Sur la légalité du procès-verbal du 23 juillet 2021 de l’assemblée générale du comité d’aide au logement des personnels du centre pénitentiaire de Fresnes :
16. Il y a lieu d’écarter les moyens présentés par les appelants pour les mêmes raisons que celles exposées au point 14 du présent arrêt dès lors qu’ils n’établissent pas plus que M. J… être parmi les sept membres actifs élus au conseil d’administration.

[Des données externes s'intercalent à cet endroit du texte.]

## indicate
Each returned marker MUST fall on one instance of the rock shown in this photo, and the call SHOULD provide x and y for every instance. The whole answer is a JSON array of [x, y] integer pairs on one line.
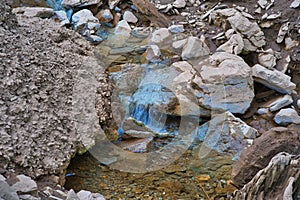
[[234, 45], [267, 59], [7, 193], [179, 4], [136, 145], [34, 12], [62, 17], [79, 3], [123, 28], [176, 28], [295, 4], [279, 103], [81, 18], [194, 49], [280, 176], [113, 3], [105, 15], [179, 44], [72, 195], [273, 79], [159, 36], [24, 185], [287, 116], [153, 53], [130, 17], [223, 78], [264, 148], [284, 29], [136, 129], [85, 195]]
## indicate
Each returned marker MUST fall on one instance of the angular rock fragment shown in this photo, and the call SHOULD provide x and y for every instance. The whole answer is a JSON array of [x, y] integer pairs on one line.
[[82, 18], [194, 49], [273, 79], [287, 116]]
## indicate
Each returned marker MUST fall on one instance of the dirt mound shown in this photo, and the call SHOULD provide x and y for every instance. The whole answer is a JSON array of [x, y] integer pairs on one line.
[[39, 61]]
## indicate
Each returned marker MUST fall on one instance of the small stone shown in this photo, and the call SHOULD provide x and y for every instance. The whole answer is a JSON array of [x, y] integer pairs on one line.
[[160, 35], [123, 28], [179, 4], [295, 4], [24, 185], [130, 17], [81, 18], [194, 48], [287, 116], [176, 29]]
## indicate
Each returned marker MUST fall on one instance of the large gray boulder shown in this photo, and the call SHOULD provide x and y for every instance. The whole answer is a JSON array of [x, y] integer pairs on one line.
[[273, 79]]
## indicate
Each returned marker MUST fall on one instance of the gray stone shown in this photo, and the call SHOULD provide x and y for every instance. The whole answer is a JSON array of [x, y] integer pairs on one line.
[[287, 116], [225, 134], [179, 4], [72, 195], [79, 3], [295, 4], [160, 35], [24, 185], [6, 192], [85, 195], [194, 49], [130, 17], [279, 103], [34, 12], [267, 59], [234, 45], [123, 28], [273, 79], [82, 18], [176, 28], [225, 83]]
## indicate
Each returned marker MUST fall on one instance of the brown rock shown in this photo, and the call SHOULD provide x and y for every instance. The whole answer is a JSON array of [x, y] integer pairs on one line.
[[257, 156]]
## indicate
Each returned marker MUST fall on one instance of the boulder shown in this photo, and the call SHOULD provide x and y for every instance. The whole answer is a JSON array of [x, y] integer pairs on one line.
[[130, 17], [225, 83], [264, 148], [79, 3], [273, 79], [278, 180], [194, 49], [81, 18], [287, 116]]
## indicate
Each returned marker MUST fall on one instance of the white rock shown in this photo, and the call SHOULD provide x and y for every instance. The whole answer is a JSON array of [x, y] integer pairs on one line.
[[123, 28], [287, 116], [130, 17], [176, 29], [273, 79], [34, 12], [24, 185], [179, 44], [295, 4], [279, 103], [194, 49], [153, 53], [82, 17], [234, 45], [79, 3], [160, 35], [85, 195], [267, 60], [179, 4]]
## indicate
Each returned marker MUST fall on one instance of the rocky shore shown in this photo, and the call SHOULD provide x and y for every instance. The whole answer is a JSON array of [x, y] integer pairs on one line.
[[220, 80]]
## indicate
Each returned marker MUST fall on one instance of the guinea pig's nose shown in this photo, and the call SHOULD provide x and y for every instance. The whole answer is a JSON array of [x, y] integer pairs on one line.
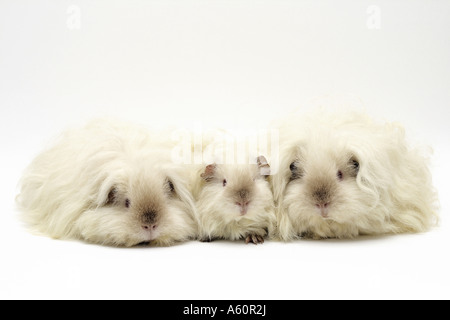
[[149, 226], [243, 205], [149, 217]]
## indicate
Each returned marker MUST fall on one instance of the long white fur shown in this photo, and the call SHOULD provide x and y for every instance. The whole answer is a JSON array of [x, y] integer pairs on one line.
[[218, 216], [64, 190], [392, 192]]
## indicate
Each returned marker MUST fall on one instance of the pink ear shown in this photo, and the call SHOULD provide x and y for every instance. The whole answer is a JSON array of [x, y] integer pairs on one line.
[[210, 170], [264, 167]]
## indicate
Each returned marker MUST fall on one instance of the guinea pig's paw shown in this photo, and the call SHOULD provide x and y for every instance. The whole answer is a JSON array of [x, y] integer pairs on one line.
[[206, 239], [311, 236], [254, 238]]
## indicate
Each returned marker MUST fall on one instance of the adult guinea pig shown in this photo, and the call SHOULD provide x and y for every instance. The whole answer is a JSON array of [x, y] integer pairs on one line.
[[347, 175], [107, 183], [235, 202]]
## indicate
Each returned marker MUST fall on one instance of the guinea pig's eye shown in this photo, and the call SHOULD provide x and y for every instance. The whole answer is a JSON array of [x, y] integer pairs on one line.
[[171, 186], [296, 172], [353, 167]]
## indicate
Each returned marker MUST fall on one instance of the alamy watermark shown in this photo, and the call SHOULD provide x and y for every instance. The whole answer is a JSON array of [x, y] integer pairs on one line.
[[239, 147]]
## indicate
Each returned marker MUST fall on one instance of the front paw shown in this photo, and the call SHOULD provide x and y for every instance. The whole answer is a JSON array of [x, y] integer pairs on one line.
[[311, 236], [254, 239]]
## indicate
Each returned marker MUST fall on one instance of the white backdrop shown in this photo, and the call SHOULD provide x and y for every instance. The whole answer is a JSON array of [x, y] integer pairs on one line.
[[224, 63]]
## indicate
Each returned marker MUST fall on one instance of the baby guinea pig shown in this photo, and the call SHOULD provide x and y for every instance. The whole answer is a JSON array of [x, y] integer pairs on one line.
[[235, 202], [346, 175], [107, 183]]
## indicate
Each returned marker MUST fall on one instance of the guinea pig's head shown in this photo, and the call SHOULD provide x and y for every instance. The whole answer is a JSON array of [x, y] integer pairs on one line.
[[323, 185], [236, 191], [141, 205]]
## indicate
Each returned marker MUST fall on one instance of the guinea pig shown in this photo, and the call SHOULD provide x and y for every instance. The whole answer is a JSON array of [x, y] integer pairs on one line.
[[235, 202], [347, 175], [109, 184]]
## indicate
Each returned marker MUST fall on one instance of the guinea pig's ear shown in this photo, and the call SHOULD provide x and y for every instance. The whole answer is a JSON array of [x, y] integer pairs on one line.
[[170, 186], [112, 196], [353, 165], [264, 167], [209, 173]]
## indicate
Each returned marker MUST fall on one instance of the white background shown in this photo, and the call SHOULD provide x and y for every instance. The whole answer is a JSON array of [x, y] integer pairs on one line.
[[222, 62]]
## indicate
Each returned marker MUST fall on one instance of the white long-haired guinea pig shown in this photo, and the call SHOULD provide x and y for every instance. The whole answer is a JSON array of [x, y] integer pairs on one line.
[[346, 175], [235, 202], [107, 183]]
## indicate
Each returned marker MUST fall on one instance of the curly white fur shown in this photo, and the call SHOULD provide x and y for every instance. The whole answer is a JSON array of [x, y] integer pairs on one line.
[[347, 175], [234, 201], [219, 214], [108, 183]]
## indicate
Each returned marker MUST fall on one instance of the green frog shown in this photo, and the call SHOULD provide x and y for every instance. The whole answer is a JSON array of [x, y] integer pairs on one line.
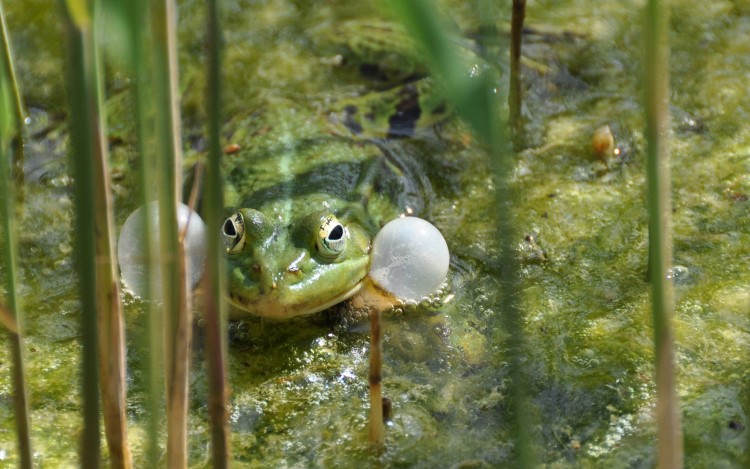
[[312, 186], [304, 209]]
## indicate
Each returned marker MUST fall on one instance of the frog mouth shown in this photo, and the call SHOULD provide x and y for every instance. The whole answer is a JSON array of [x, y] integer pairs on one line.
[[272, 310], [338, 299]]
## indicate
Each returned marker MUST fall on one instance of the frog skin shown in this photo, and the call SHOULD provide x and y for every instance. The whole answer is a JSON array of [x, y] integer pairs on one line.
[[307, 193], [302, 212]]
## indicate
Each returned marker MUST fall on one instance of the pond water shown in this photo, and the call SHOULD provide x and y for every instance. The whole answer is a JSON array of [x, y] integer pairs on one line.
[[299, 388]]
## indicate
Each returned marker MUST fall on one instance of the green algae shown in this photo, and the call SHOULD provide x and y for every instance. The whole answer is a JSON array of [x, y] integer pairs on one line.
[[299, 388]]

17. Il résulte de tout ce qui précède que M. J… n’est pas fondé à demander l’annulation des décisions attaquées et que MM. B… et L… ne sont pas fondés à soutenir que c’est à tort que par le jugement attaqué le tribunal a rejeté leurs conclusions aux fins d’annulation. Les dispositions de l’article L. 761-1 du code de justice administrative font obstacle à ce que soit mis à la charge de l’Etat, qui n’est pas dans la présente instance la partie perdante, le versement de la somme qu’ils demandent au titre des frais exposés par eux et non compris dans les dépens.
DECIDE :
Article 1er : Le jugement est annulé en tant qu’il a statué sur la requête n° 2112119 présentée par M. J….
Article 2 : Les conclusions de la demande présentée par M. J… devant le tribunal administratif de Melun et le surplus des conclusions de sa requête d’appel ainsi que les requêtes de M. L… et de M. B… sont rejetés.
Article 3 : Le présent arrêt sera notifié à M. A… B…, à M. I… L…, à M. F… J… et au garde des sceaux, ministre de la justice.
Délibéré après l’audience du 5 novembre 2025, à laquelle siégeaient :
- Mme Vidal, présidente de chambre,
- Mme Bories, présidente assesseure,
- Mme Breillon, première conseillère,
Rendu public par mise à disposition au greffe le 19 novembre 2025.
La rapporteure,
A. BREILLONLa présidente,
S. VIDAL
Le greffier,
C. MONGIS
La République mande et ordonne au garde des sceaux, ministre de la justice en ce qui le concerne ou à tous commissaires de justice à ce requis en ce qui concerne les voies de droit commun contre les parties privées, de pourvoir à l’exécution de la présente décision.